The central allegation is that ChatGPT told Nelson it was safe to combine kratom, a supplement sold in drinks, pills and other products, with Xanax, a widely used anti-anxiety medication. The family argues Nelson would still be alive if not for what the lawsuit describes as flaws in ChatGPT’s programming.

OpenAI, in a statement to CBS News, called the case “a heartbreaking situation” and said its thoughts were with the family. The company also said Nelson interacted with a version of ChatGPT that has since been updated and is no longer available to the public.

“ChatGPT is not a substitute for medical or mental health care, and we have continued to strengthen how it responds in sensitive and acute situations with input from mental health experts,” OpenAI said.

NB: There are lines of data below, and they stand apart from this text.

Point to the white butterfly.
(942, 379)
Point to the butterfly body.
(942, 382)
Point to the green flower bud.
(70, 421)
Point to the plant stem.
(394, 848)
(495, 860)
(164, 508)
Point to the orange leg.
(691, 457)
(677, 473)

The company said current safeguards are designed to identify distress, handle harmful requests safely and direct users toward real-world help, adding that the work is ongoing.

Turner-Scott told CBS News she knew her son used ChatGPT for homework help and productivity, but said she did not know he had turned to it for drug-related guidance. She accused OpenAI of failing to keep guardrails in place that could have stopped the exchange.

Angus Scott said the chatbot effectively acted like a medical professional in its conversations with Nelson, despite not being licensed to give medical advice. Without stronger safety testing and protocols, he told CBS News, ChatGPT can provide information “in a way that is very dangerous to people.”

The lawsuit adds to growing scrutiny of how AI chatbots respond when users ask about health, drugs, self-harm or other high-risk topics. The claims have not yet been tested in court, and the next major step will be OpenAI’s formal response in the California case.